I've tried to follow the guidance at http://blogs.msdn.com/b/donsmith/archive/2006/10/06/handcrafting-wcf_2d00_friendly-wsdls.aspx for creating a WSDL that the WCF svcutil will believe is in the document/literal wrapped format. In so doing, svcutil should generate a service interface and proxy code in C# that uses the data contract serializer, and OperationContractAttributes on the wrapper operations. Instead I get a weird double-wrapping with BlahResponse1 classes nested in BlahResponse clases, and svcutil tells me the WSDL is not wrapped and that it will create MessageContracts rather than OperationContracts.
For the sake of code-readability by my service consumers, I want to get rid of the BlahResponse1 class, and convince svcutil that the WSDL is wrapped. How does one do that? Maybe also, how does one not do that?

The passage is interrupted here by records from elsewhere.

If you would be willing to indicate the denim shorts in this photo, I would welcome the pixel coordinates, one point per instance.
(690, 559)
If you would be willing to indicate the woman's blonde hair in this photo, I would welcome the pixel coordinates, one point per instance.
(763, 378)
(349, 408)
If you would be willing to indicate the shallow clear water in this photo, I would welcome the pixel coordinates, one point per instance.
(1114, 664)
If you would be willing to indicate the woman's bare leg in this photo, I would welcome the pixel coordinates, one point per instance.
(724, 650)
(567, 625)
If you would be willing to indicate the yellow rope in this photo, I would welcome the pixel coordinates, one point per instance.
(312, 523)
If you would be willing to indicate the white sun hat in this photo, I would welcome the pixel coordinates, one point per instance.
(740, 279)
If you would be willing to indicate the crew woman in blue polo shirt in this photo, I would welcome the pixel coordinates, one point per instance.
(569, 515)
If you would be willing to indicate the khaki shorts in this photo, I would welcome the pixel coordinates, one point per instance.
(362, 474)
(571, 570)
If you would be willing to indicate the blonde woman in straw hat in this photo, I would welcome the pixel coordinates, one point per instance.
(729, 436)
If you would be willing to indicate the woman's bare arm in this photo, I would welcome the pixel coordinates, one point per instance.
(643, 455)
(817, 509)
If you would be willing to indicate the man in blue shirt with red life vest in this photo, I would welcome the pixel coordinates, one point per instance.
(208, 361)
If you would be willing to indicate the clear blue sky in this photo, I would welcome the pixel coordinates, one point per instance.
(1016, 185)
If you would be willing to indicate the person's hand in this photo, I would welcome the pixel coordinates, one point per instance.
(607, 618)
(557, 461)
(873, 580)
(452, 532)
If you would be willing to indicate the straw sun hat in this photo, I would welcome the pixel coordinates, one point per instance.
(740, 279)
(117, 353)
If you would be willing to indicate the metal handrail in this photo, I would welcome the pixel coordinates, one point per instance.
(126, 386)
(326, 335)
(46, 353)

I've seen suggestions to set nillable="true" on some but not all elements in the schema which will become the data contract. Which should be nillable and why? Would there ever need to be elements that are not nillable, where setting nillable="true" is bad?
I tried dividing the schema into two namespaces as the above link suggests, but that didn't seem to work (or was masked by another problem). Is there anything about schema namespaces, imports versus includes, and orders of declaration that are important?
I would include the schema/WSDLs, but the are kind of proprietary. Also, very large and spread across many files.
XMLSpy creates message parts with a default name of "parameter." That is almost what .NET svcutil.exe needs to autogenerate data contracts and operation contracts. Svcutil.exe needs all message parts to be named "parameters" (notice the added 's' at the end).